2. HaCaT Monolayer üreten hücreleri bir 48-kuyu Microtiter plaka

  1. Orta T75 şişeye Pasteur pipet ile kaldırın.
  2. Şişeye yapışık hücreleri T75 şişesi 5 mL 1 x steril PBS ekleyerek yıkayın.
    Not: PBS kalsiyum ve magnezyum serbest olduğundan emin olun.
  3. PBS geçirilip yorumlanması için dolaştırmak ve Pasteur pipet ile çıkarın.
  4. 2.2 2.3 arasındaki adımları yineleyin.
  5. Şişesi için 1 mL 1 x tripsin ekleyin ve hücre katmanı dağıttı.
  6. Hücreleri müstakil kadar geleneksel bir kuluçka 37 ° C'de şişeye kuluçkaya (5-8 dk çoğu hücre hatlarında yeterli).
  7. Hücreleri müstakil ise mikroskop altında görüntüleyin. Hücreleri müstakil kez 9 mL % 10 ile düzenli kültür ortamının eklemek FBS 1 x tripsin devre dışı bırakabilirsiniz.
  8. Her iki hemasitometre, hücresiyle saymak coulter-sayaç veya benzer bir.
    Not: Trypan mavi ölü hücreleri görüntülemek için kullanılabilir. Ancak, 1 x tripsin HaCaT hücreleri vardır mükemmel yuvarlak zaman canlı.
  9. 7.5 x 104 hücreleri/iyi 250 µL % 10 FBS medya 48-iyi doku kültürü yuvarlak popolu plaka (Standart plaka) aktarın.
    Not: tahlil de ayarlanabilir 6-, 12-, 24-veya hangi optik mikroskop altında denetlesinler 96-şey plakaları.
  10. Yavaşça plaka yan tarafında hücreleri aynı derecede içinde wells yayılır emin olmak için hareket veya hücreleri kuyuları Merkezi'nde bir araya gelecek. Hücre medyada eşit yayılmış emin olmak için hafif bir mikroskop altında incelemek
  11. Gecede veya hücreleri kuyu dibine yapıştırılır kadar geleneksel bir CO2 kuluçka 37 ° C'de plaka koymak.

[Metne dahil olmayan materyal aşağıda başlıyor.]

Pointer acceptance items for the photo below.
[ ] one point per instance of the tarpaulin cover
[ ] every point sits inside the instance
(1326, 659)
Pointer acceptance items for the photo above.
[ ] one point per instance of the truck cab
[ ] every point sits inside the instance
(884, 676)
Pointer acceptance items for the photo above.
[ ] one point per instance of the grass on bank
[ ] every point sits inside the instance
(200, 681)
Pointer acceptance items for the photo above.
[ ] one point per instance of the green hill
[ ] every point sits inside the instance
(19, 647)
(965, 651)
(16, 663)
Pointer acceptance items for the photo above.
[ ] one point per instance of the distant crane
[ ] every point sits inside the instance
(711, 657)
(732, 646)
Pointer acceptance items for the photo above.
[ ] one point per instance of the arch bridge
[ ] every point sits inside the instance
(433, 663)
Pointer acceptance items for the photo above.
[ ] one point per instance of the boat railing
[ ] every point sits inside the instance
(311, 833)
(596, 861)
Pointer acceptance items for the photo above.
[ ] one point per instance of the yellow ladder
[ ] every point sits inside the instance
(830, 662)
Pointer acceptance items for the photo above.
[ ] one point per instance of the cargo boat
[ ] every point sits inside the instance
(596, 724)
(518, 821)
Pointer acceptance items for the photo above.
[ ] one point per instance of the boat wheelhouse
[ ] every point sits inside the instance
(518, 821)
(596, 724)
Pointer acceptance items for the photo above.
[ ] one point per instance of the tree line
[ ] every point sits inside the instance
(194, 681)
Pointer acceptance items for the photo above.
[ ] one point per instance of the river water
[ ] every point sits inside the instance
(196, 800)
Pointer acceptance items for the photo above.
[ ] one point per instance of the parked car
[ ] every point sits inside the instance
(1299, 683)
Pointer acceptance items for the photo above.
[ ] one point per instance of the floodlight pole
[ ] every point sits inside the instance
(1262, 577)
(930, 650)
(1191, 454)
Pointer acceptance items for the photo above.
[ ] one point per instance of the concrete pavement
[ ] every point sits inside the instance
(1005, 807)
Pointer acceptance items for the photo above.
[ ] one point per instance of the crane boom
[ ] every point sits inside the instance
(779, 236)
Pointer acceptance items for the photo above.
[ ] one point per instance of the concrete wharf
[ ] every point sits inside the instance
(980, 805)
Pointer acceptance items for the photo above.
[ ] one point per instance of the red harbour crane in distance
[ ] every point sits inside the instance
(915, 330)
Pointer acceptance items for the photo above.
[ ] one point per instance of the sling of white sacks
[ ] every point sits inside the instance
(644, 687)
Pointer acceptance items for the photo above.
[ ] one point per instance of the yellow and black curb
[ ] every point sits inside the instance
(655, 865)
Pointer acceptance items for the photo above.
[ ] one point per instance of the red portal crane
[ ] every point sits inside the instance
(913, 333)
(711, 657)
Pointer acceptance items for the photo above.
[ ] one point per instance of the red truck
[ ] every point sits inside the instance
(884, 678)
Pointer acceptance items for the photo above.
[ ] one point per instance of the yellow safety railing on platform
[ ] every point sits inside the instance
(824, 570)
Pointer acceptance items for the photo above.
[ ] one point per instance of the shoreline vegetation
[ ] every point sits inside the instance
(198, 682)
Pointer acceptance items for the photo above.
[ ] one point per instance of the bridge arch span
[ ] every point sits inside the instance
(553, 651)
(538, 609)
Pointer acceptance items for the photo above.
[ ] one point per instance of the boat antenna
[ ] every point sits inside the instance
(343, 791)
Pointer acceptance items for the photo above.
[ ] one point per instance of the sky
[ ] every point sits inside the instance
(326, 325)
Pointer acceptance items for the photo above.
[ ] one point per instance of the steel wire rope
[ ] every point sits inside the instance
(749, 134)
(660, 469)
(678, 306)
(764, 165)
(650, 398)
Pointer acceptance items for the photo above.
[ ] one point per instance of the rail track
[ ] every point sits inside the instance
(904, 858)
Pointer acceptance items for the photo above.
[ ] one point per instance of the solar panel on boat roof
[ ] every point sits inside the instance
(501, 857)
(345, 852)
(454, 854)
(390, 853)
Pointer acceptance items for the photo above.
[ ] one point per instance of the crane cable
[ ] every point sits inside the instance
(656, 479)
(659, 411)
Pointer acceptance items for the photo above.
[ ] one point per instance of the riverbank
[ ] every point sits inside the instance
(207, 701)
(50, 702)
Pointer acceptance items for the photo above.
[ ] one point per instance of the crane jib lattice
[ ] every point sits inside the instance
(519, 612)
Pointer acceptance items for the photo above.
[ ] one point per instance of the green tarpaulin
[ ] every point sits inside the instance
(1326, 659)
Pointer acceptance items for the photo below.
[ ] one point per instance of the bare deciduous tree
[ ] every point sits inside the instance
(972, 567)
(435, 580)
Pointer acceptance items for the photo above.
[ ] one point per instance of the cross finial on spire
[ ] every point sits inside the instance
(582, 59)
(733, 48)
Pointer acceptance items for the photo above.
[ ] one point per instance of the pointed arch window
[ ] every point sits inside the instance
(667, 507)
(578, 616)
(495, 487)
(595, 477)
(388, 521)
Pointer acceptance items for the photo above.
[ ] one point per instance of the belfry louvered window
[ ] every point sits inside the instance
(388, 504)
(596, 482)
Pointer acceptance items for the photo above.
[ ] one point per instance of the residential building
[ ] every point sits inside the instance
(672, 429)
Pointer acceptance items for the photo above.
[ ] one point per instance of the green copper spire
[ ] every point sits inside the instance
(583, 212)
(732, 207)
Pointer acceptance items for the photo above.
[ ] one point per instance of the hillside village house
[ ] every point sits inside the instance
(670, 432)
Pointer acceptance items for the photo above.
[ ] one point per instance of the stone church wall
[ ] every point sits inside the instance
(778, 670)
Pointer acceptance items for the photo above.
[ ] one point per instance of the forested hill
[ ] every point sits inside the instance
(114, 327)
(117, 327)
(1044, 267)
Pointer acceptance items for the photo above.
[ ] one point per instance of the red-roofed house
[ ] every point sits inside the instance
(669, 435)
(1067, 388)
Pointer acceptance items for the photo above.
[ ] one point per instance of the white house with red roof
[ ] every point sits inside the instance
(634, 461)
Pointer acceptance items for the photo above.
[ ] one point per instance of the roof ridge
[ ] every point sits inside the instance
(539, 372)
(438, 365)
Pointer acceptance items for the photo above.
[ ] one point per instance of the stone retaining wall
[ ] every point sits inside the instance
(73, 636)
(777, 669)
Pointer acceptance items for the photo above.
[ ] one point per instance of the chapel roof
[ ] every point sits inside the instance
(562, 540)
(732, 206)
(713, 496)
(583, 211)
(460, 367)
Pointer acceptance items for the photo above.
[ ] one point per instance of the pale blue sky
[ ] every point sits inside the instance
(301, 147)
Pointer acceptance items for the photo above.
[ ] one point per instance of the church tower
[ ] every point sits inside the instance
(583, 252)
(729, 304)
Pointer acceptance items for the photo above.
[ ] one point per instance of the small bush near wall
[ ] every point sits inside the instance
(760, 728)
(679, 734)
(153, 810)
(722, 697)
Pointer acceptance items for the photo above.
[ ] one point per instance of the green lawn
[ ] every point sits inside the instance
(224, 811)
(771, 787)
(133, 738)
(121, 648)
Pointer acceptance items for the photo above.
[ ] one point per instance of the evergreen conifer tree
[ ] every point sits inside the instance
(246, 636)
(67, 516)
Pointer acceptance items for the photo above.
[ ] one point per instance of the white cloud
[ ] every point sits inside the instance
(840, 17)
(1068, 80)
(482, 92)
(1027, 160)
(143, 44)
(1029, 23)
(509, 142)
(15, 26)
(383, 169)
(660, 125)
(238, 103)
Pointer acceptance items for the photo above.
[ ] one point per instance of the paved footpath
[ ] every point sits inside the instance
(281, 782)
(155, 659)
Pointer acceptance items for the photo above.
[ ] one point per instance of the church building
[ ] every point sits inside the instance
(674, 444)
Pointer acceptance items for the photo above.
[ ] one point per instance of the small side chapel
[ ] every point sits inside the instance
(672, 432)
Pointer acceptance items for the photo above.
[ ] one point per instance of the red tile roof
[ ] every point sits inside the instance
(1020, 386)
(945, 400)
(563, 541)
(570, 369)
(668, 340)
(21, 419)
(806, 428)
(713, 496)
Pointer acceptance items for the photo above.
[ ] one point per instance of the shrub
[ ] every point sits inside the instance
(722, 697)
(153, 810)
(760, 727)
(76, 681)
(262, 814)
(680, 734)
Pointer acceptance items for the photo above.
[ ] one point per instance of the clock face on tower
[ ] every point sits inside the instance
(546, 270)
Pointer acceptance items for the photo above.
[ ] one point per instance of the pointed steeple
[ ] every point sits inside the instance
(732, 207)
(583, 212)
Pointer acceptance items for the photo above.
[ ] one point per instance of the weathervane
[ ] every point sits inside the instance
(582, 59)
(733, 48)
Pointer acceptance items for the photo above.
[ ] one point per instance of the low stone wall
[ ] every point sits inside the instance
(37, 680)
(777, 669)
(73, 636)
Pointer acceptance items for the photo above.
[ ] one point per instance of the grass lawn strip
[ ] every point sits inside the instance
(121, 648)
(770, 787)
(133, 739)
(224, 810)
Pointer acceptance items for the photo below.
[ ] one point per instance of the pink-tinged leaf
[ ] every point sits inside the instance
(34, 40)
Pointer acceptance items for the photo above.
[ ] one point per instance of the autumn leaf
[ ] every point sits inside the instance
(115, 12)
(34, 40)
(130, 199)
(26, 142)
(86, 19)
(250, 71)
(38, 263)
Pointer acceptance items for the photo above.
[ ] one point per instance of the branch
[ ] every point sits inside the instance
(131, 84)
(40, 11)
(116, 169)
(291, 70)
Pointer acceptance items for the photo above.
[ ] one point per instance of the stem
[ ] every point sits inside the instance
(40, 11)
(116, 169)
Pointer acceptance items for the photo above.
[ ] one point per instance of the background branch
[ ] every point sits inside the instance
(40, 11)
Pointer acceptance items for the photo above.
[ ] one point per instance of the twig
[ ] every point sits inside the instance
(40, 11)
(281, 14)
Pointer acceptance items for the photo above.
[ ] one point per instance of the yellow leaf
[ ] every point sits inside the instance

3. geçiş efektleri için bir çekim gücü eklenmesi

  1. Kuyuları % 90-95 birleşmesi hafif bir mikroskop altında olup olmadığını kontrol edin.
  2. 10 µg/mL mitomycin C orta uygun bir miktarda hazırlamak.
    Not: Bu çalışmada, Mitomycin C 1 mg/mL, hisse senedi bir çözümde 4 ° C'de tutulur. 2-8 ° C'de karanlıkta bir hafta için Mitomycin C çözüm içinde depolanması
  3. Pasteur pipet ile harcanan medya her kuyudan çıkarın.
  4. 5 µg/mL mitomycin C de 250 µL her şey için ekleyin.
  5. 2 h 37 ° C ve % 5 CO2plaka kuluçkaya.
  6. Peptidler uyaranlara onları Orta uygun bir miktarda sulandrarak hazırlayın.
    Not: Bu çalışmada, insan ve sığır laktoferrin hem Lactoferricin 25 µg/mL 250 µL hacmine, test edildi
  7. Mitomycin C ile Pasteur pipet ile orta kaldırın.
  8. 1 x 1 x PBS (Oda sıcaklığında) ve Kaldır yıkama bir Pasteur ile 250 µL ile pipet wells yıkayın.
  9. 1 x PBS 250 µL ekleme ve el ile wells 200 µL pipet ucu ile dikey çizik. Yeni bir pipet ucu her şey için kullanın.
  10. PBS kaldırın ve 250 µL peptid uyaranlara ekleyin.
  11. Plaka plaka her iki tarafındaki vidaları ayarlayarak optik kamera sistemi monte. Kapak microtiter plaka üzerinde bırakın.
    Not: Kameranın açık gerekirse kapak ile çalışabilir.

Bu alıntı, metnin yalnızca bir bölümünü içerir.